FG-CLIP 2: A Bilingual Fine-grained Vision-language Alignment Model
Chunyu Xie*, Bin Wang*, Fanjing Kong, Jincheng Li, Dawei Liang, Ji Ao, Dawei Leng†, Yuhui Yin (*Equal Contribution, ✝Corresponding Author)
FG-CLIP: Fine-Grained Visual and Textual Alignment (code branch: v1.0)
Chunyu Xie*, Bin Wang*, Fanjing Kong, Jincheng Li, Dawei Liang, Gengshen Zhang, Dawei Leng†, Yuhui Yin (*Equal Contribution, ✝Corresponding Author)

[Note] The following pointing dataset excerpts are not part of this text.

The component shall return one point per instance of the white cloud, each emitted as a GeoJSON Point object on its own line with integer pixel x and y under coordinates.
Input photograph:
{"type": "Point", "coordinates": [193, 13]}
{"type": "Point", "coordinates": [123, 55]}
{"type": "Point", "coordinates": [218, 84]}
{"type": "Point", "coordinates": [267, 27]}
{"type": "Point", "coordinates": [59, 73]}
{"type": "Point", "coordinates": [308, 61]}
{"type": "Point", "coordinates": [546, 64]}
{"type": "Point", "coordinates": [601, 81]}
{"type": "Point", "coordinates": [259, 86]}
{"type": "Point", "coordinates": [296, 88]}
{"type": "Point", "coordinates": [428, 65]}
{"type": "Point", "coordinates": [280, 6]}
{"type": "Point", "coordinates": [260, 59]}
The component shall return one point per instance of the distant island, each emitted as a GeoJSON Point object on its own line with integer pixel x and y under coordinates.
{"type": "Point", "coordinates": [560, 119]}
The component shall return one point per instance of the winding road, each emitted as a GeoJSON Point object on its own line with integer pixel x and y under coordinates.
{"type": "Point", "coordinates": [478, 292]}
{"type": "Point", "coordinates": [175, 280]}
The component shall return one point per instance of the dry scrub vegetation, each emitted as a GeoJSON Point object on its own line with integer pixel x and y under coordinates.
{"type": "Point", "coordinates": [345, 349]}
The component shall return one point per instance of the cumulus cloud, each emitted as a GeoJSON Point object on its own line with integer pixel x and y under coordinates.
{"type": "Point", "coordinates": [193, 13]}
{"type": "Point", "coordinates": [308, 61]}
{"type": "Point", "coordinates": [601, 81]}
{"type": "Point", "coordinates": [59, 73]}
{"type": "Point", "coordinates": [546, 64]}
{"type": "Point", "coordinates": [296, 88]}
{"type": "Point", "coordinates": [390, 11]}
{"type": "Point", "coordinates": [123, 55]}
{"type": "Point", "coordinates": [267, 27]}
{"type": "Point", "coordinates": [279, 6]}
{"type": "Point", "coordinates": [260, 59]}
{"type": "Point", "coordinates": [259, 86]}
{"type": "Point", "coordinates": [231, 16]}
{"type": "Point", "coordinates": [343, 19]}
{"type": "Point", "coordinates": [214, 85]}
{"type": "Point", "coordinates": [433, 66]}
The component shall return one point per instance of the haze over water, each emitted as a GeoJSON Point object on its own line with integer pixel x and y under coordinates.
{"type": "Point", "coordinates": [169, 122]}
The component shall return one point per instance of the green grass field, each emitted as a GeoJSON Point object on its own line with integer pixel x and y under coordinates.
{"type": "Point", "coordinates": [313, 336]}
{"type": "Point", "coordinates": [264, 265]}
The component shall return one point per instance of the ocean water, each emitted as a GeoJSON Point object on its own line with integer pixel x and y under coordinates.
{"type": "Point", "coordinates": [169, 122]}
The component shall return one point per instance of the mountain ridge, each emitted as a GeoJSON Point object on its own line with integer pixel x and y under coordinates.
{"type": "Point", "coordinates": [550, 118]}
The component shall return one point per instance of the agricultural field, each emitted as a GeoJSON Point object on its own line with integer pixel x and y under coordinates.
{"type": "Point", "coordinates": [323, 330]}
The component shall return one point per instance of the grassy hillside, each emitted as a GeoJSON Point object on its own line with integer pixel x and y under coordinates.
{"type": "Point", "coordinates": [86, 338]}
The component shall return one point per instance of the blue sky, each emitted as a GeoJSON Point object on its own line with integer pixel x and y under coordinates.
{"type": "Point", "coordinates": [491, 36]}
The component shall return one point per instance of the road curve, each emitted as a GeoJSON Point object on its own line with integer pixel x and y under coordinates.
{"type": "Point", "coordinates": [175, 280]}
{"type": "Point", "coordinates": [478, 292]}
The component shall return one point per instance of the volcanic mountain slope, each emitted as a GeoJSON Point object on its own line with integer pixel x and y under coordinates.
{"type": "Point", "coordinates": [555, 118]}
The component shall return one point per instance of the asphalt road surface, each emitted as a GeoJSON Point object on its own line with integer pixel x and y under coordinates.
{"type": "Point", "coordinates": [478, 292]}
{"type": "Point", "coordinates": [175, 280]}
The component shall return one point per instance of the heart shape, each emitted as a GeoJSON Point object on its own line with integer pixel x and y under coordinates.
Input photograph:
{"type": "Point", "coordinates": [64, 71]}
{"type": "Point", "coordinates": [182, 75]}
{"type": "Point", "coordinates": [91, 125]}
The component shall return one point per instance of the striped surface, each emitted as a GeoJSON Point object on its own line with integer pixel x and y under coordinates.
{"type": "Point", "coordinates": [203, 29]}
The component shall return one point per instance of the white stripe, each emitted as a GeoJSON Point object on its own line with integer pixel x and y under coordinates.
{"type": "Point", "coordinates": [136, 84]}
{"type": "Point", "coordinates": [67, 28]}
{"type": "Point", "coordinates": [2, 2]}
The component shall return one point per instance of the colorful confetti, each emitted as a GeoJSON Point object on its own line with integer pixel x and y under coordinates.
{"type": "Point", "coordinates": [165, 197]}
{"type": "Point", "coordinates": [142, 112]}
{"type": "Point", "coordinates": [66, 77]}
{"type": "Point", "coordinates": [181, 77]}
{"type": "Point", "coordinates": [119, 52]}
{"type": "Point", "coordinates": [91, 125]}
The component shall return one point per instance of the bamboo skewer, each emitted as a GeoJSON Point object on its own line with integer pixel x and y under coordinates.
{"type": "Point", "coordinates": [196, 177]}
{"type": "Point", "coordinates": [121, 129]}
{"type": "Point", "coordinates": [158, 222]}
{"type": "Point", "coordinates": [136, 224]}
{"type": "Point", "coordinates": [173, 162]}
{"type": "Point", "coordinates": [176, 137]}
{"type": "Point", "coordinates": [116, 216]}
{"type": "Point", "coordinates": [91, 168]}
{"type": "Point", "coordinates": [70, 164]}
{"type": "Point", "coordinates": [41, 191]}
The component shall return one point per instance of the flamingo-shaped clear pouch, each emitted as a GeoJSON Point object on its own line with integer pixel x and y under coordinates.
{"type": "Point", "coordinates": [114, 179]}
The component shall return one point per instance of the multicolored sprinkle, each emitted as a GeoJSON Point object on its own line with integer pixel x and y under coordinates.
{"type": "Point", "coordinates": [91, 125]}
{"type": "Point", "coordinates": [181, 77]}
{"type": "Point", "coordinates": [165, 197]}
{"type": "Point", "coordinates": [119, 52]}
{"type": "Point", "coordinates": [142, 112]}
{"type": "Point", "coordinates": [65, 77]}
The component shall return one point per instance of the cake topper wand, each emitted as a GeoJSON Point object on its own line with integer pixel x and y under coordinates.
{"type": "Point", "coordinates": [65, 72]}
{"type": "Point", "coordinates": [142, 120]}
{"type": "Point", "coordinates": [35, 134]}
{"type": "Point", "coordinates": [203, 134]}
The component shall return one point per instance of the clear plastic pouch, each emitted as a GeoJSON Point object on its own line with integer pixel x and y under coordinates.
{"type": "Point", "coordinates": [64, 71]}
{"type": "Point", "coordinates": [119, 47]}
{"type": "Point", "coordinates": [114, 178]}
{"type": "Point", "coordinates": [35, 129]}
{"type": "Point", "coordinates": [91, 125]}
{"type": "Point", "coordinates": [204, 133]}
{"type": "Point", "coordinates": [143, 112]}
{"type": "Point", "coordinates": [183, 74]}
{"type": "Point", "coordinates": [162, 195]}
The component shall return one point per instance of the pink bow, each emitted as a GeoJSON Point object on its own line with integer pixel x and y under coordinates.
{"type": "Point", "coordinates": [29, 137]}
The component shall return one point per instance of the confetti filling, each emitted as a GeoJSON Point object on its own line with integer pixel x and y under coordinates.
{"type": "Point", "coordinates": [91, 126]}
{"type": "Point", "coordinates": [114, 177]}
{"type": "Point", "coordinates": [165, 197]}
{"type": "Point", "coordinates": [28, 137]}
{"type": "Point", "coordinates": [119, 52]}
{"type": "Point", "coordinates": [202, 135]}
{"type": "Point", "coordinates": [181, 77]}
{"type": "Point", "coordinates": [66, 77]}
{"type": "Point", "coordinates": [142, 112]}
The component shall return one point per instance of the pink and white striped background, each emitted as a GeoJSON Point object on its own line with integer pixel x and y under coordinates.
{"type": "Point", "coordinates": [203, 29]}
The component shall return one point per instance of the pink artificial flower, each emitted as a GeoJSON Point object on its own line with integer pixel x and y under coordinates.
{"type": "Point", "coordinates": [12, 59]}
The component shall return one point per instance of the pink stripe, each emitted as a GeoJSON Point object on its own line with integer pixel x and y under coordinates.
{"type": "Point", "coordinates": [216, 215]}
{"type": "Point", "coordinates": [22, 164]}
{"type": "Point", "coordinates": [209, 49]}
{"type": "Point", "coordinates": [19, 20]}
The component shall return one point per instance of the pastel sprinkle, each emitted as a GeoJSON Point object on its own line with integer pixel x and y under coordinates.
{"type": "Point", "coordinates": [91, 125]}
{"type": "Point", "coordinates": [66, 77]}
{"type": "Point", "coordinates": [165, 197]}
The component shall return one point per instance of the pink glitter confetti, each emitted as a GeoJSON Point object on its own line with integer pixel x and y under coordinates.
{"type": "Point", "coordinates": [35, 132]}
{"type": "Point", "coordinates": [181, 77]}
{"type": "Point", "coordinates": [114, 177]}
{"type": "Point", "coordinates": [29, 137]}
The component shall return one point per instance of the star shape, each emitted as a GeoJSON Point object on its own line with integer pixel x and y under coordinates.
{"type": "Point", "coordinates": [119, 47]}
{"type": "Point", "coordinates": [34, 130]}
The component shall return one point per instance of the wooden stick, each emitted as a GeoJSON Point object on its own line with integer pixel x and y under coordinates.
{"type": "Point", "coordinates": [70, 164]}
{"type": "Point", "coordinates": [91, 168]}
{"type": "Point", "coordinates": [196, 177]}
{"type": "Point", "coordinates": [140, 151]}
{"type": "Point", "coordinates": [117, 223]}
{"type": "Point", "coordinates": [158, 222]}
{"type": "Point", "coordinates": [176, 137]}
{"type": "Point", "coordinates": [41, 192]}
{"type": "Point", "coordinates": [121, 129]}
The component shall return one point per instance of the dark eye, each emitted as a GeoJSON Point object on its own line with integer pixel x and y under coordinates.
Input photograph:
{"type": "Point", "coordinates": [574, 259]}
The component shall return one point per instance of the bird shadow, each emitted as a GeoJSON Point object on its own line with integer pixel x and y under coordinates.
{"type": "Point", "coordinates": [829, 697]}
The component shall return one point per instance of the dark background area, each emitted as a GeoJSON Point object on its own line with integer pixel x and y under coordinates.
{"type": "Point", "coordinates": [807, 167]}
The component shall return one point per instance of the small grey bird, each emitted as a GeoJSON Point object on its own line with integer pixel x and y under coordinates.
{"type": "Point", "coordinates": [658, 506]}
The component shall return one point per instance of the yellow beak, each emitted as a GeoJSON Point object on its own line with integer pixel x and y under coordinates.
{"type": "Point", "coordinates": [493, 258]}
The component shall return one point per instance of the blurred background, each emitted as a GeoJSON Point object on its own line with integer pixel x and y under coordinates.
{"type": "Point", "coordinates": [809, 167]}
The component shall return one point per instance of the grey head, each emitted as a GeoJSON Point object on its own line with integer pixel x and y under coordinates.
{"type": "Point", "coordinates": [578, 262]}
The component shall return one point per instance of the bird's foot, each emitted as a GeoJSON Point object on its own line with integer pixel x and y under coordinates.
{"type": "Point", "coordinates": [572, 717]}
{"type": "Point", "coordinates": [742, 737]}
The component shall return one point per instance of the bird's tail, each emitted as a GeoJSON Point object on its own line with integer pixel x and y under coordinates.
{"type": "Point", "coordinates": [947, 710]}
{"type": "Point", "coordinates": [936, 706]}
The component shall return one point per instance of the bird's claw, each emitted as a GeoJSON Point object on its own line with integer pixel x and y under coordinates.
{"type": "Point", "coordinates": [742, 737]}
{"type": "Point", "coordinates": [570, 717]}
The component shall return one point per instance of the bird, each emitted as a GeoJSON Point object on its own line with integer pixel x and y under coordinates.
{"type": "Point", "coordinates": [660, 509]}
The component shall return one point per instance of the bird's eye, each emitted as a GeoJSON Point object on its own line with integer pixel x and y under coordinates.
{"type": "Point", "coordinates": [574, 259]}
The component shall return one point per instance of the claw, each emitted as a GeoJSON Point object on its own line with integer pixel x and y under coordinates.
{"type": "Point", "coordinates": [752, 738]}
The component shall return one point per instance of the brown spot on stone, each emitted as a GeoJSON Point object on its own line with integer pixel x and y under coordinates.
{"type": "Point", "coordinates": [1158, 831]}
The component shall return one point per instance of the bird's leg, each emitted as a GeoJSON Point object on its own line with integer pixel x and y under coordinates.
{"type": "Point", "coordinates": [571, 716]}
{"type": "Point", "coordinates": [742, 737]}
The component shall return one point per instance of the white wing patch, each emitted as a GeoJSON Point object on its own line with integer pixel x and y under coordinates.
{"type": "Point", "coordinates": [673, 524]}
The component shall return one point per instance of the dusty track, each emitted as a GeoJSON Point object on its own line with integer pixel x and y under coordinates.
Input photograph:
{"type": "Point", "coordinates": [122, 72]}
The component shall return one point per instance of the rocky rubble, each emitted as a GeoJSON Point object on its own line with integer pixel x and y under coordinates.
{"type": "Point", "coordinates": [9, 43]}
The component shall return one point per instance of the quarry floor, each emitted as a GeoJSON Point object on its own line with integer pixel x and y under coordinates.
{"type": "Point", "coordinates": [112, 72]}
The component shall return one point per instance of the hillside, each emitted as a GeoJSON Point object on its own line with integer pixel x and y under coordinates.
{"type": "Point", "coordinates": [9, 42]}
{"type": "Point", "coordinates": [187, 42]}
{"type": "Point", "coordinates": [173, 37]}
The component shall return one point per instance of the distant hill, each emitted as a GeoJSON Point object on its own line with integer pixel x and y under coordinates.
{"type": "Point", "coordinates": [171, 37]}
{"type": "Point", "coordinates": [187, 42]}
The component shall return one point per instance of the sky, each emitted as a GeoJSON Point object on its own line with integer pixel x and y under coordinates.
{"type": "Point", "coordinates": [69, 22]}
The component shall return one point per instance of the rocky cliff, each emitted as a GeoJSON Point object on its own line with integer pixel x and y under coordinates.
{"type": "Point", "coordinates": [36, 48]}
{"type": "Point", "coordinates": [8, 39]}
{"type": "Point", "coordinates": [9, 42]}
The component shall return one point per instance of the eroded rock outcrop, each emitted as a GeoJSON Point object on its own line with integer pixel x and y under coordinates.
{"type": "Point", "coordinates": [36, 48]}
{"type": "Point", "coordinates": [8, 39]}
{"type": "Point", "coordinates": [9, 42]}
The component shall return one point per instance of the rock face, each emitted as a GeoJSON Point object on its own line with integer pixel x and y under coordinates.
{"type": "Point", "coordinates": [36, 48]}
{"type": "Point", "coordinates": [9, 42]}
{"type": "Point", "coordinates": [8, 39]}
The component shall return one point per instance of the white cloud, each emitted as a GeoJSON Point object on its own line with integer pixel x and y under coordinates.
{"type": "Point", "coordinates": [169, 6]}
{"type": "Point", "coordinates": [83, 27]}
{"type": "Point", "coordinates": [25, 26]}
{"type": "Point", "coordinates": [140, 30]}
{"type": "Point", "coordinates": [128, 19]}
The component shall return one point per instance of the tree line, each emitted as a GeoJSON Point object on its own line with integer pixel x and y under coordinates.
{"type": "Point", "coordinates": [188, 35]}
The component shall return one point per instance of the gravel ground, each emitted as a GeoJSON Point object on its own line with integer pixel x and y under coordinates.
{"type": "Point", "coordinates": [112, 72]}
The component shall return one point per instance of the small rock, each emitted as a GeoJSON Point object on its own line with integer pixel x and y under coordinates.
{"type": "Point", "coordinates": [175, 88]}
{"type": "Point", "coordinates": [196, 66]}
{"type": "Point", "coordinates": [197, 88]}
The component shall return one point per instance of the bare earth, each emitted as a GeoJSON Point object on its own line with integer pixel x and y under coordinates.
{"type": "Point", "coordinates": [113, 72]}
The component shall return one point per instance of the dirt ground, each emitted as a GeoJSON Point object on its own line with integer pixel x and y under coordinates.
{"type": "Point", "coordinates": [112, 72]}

- 🚀 [2025/10/14] 我们已上传FG-CLIP 2代码和模型权重
- 🚀 [2025/10/14] 我们发布了论文 FG-CLIP 2: A Bilingual Fine-grained Vision-language Alignment Model
- 🚀 [2025/09/29] 我们刚刚开源了FG-CLIP的MCP服务器实现, 更多细节请点击 FGCLIP-MCP
- 🚀 [2025/07/29] 我们提供FG-CLIP 2 base模型的API访问,该模型在性能上显著优于FG-CLIP, 更多细节请查看 research.360.cn
- 🚀 [2025/07/09] 我们创建了两个演示demo,分别针对 fine-grained retrieval 和 dense feature display
- 🚀 [2025/05/09] 我们已将模型上传到 🤗(https://huggingface.co/qihoo360/fg-clip-large),可以支持快捷使用!
- 🚀 [2025/05/09] 我们已更新FG-CLIP github仓库,现在您可以测试我们的模型了!
- 🚀 [2025/05/09] 我们发布了论文 FG-CLIP: Fine-Grained Visual and Textual Alignment.
- 🚀 [2025/05/02] FG-CLIP被ICML'25会议接收。
我们的方法采用一个两阶段分层学习框架,从全局语义到细粒度细节,逐步增强视觉-语言对齐能力。
第一阶段:全局语义对齐
我们从大规模图像-文本对开始,每对数据均包含一个短文本描述(用于简洁的场景级描述)和一个长文本描述(用于丰富的上下文细节)。在此双语语料库上进行训练,可实现强大的全局对齐,为英文和中文的跨模态理解奠定坚实基础。
第二阶段:细粒度视觉-语言学习
在全局对齐表示的基础上,我们引入区域级监督信号和多种细粒度目标,以强化局部对应关系。具体包括:
- 细粒度视觉学习:通过 RoIAlign 提取的区域特征与短语级描述进行区域-文本对齐。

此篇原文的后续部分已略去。